小魔鬼都被整得这么服服帖帖,路明非是一点儿也不想体会他的感受。他可还记得不久前夏楠还咬牙切齿地说过 “管教不好小魔鬼,你这宿主也同罪” 之类的连坐话,此刻只想把 “死道友不死贫道” 的原则贯彻到底。

“关你什么事儿?小魔鬼自己不老实而已,你看着得了,还想参与参与有难同当不成?” 夏楠斜靠在凭空出现的虚拟茶几上,语气漫不经心,实则没打算为难路明非 —— 要不是只有在路明非的梦境里才能精准捕捉到路鸣泽的踪迹,他甚至都没必要让这怂货掺一脚。

“不了不了不了,” 路明非头摇得像拨浪鼓,耳朵都快摇飞了,“所以小魔鬼到底干什么了,为什么之前那次不一算账?”
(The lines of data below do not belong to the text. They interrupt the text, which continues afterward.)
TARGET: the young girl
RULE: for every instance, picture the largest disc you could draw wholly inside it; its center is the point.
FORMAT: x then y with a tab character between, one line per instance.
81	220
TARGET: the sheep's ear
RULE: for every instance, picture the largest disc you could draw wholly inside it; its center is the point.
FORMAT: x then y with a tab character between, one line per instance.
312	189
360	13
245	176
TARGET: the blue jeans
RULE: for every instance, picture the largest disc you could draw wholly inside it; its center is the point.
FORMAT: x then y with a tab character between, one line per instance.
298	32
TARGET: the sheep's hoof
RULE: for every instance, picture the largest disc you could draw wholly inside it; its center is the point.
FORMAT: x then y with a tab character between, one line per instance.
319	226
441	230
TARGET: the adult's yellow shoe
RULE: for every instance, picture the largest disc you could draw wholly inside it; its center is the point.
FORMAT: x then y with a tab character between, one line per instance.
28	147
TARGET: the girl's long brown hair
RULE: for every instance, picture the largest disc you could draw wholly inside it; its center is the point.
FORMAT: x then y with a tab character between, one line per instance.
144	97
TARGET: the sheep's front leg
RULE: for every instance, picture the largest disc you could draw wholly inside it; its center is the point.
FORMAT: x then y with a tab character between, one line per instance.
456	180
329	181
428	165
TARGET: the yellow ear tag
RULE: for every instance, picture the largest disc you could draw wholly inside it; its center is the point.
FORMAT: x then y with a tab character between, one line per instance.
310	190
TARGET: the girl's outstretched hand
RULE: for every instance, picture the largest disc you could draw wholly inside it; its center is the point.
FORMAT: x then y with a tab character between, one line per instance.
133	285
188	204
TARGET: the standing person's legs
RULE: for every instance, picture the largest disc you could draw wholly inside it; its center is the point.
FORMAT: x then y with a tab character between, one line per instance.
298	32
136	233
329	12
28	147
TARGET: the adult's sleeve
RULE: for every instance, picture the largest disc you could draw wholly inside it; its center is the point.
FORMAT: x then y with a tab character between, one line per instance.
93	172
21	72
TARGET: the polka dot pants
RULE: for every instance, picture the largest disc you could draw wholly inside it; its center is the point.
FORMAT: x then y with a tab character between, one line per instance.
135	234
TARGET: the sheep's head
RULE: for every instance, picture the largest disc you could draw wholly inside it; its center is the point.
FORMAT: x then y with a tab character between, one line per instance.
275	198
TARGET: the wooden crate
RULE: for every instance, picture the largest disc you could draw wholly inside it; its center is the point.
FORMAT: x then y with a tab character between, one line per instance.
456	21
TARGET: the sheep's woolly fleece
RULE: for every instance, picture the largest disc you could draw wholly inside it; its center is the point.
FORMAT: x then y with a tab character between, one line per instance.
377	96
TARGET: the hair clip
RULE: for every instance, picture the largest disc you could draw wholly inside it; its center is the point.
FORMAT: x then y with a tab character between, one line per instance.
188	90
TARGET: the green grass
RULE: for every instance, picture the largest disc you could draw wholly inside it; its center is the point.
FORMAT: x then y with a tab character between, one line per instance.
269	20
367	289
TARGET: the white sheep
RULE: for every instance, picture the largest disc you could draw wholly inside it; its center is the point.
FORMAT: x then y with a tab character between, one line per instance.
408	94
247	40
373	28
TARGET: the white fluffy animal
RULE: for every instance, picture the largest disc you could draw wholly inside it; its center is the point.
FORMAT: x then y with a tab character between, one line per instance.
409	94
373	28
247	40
毕竟前后也就十几分钟的功夫,在路明非的视角里,夏楠就是出去晃了圈又回来,二话没说就把他拽进梦里,对着路鸣泽一顿 造。这架势看着完全就是之前没出够气,现在回来补上了一样,他实在想不通,难不成这十几分钟里,路鸣泽又偷偷跑出去作了什么天怒人怨的死?

“他把麻衣解雇了,现在死皮赖脸找我求收留呢。” 夏楠倒是没半点隐瞒,对路明非全盘托出,指尖敲了敲茶几面,发出清脆的声响,“谁知道他安的什么心,好端端的给我送个人过来,准是没好心。”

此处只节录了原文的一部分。